München - Großflächige Video-Überwachung in München? Geht es nach der Polizei, wird es dazu nicht kommen. Auch SPD und Grüne sind dagegen.

Großes Kino? In München eher nicht. Die Polizei kann sich keine flächendeckende Video-Überwachung in der Stadt vorstellen. Das sagt Polizeipräsident Hubertus Andrä. „Wir kontrollieren an Schwerpunkten und dort, wo es die Kriminalitäts-Lage erfordert.“

Die CSU hatte angekündigt, in den nächsten Wochen mehrere Anträge zur Verbesserung der Sicherheit in München zu stellen (wir berichteten exklusiv). Unter anderem werden weitere Kameras gefordert, etwa am Odeonsplatz, Hauptbahnhof oder am Alten Botanischen Garten.

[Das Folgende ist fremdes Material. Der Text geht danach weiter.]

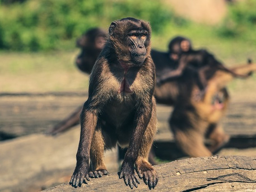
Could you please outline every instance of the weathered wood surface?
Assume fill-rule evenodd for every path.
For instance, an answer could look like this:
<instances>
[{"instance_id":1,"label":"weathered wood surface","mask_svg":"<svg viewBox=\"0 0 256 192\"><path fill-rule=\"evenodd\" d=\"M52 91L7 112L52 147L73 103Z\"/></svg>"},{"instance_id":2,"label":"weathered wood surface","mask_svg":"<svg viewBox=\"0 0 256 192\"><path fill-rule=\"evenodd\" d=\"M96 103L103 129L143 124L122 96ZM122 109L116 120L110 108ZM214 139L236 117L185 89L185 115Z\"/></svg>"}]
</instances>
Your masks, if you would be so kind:
<instances>
[{"instance_id":1,"label":"weathered wood surface","mask_svg":"<svg viewBox=\"0 0 256 192\"><path fill-rule=\"evenodd\" d=\"M14 137L44 132L86 99L84 94L69 94L0 95L0 131L8 134L14 133ZM235 101L235 105L232 107L238 106L237 104L241 101ZM241 101L239 110L235 110L235 107L229 110L229 114L234 115L230 117L228 114L228 120L238 118L244 123L242 128L236 128L240 134L237 135L241 136L247 130L250 130L248 133L251 130L256 132L253 121L256 111L252 101L247 99ZM245 104L248 108L244 109L242 106ZM171 139L172 135L167 121L172 108L158 105L157 110L160 128L157 139L160 142L156 142L154 146L158 147L157 151L162 151L162 155L178 157L177 155L180 151ZM244 117L245 121L243 121ZM226 124L228 128L229 123ZM0 191L39 191L69 179L75 165L79 129L78 126L55 137L34 134L0 142ZM167 144L165 145L166 140L161 140L161 134L169 137ZM163 144L163 148L167 151L162 151L158 143ZM176 148L172 149L171 146ZM241 150L228 148L222 150L218 154L256 156L256 148ZM109 152L105 157L109 170L119 170L116 151Z\"/></svg>"},{"instance_id":2,"label":"weathered wood surface","mask_svg":"<svg viewBox=\"0 0 256 192\"><path fill-rule=\"evenodd\" d=\"M0 140L47 131L68 116L87 99L84 93L0 94ZM254 97L232 98L223 127L232 137L256 139L256 101ZM168 120L172 108L158 105L159 133L156 140L173 141ZM245 139L244 142L248 140ZM237 143L236 140L234 143ZM244 145L246 145L243 142ZM249 146L246 146L248 147Z\"/></svg>"},{"instance_id":3,"label":"weathered wood surface","mask_svg":"<svg viewBox=\"0 0 256 192\"><path fill-rule=\"evenodd\" d=\"M35 192L70 179L76 165L78 127L56 137L34 134L0 142L0 191ZM116 150L105 160L119 169Z\"/></svg>"},{"instance_id":4,"label":"weathered wood surface","mask_svg":"<svg viewBox=\"0 0 256 192\"><path fill-rule=\"evenodd\" d=\"M38 191L69 180L75 166L79 134L77 126L55 137L33 134L0 142L0 191ZM162 155L178 154L179 151L168 148ZM219 154L256 157L256 148L224 149ZM104 160L110 173L119 170L116 149L106 153Z\"/></svg>"},{"instance_id":5,"label":"weathered wood surface","mask_svg":"<svg viewBox=\"0 0 256 192\"><path fill-rule=\"evenodd\" d=\"M255 191L256 158L214 156L186 159L154 166L159 177L155 191L190 192ZM142 179L133 191L148 190ZM46 192L130 191L117 173L91 179L75 188L66 183Z\"/></svg>"}]
</instances>

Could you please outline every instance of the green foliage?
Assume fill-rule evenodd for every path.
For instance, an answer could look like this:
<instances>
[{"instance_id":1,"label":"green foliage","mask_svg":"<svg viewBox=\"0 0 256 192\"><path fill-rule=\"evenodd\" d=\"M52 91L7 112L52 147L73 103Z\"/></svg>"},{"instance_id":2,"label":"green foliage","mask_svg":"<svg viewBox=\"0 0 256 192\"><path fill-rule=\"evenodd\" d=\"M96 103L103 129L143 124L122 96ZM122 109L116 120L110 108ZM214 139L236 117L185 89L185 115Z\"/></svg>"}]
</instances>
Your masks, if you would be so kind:
<instances>
[{"instance_id":1,"label":"green foliage","mask_svg":"<svg viewBox=\"0 0 256 192\"><path fill-rule=\"evenodd\" d=\"M113 20L127 17L149 21L156 33L174 18L160 1L154 0L27 0L3 4L0 49L63 49L64 42L73 48L74 39L88 28L106 28Z\"/></svg>"},{"instance_id":2,"label":"green foliage","mask_svg":"<svg viewBox=\"0 0 256 192\"><path fill-rule=\"evenodd\" d=\"M255 0L230 4L223 22L209 26L177 16L164 0L0 0L0 50L71 50L88 28L106 29L113 20L127 17L149 21L158 40L153 46L161 50L166 38L177 35L199 44L234 38L256 42L255 7Z\"/></svg>"}]
</instances>

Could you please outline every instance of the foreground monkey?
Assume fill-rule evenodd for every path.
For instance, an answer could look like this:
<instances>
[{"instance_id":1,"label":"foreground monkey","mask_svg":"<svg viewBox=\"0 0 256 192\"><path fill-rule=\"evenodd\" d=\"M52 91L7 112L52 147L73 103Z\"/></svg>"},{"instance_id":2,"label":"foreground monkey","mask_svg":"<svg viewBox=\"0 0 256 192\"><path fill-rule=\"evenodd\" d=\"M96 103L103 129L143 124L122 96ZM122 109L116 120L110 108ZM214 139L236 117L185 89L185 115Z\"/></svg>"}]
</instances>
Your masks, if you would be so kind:
<instances>
[{"instance_id":1,"label":"foreground monkey","mask_svg":"<svg viewBox=\"0 0 256 192\"><path fill-rule=\"evenodd\" d=\"M76 187L85 178L108 172L105 149L128 146L119 178L131 188L138 178L150 188L158 182L148 161L156 132L155 65L150 55L151 29L142 20L128 18L112 22L109 37L93 67L89 96L81 114L77 165L70 183ZM90 160L89 169L89 161Z\"/></svg>"}]
</instances>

Auch die SPD misst dem Thema Sicherheit Bedeutung bei. Daher hat sie nun einen Arbeitskreis gegründet, der „wirksame und zugleich besonnene“ Vorschläge machen wird, sagt Fraktions-Vize Christian Vorländer. Ein flächendeckendes Kamera-Netz lehnen die Genossen allerdings ebenso ab wie die Grünen. Deren Vize Dominik Krause: „Videokameras überall – die CSU nähert sich der Orwellschen Vision der Totalüberwachung.“

Das sei der falsche Schritt, denn München sei – auch laut Polizei – die sicherste Großstadt Europas.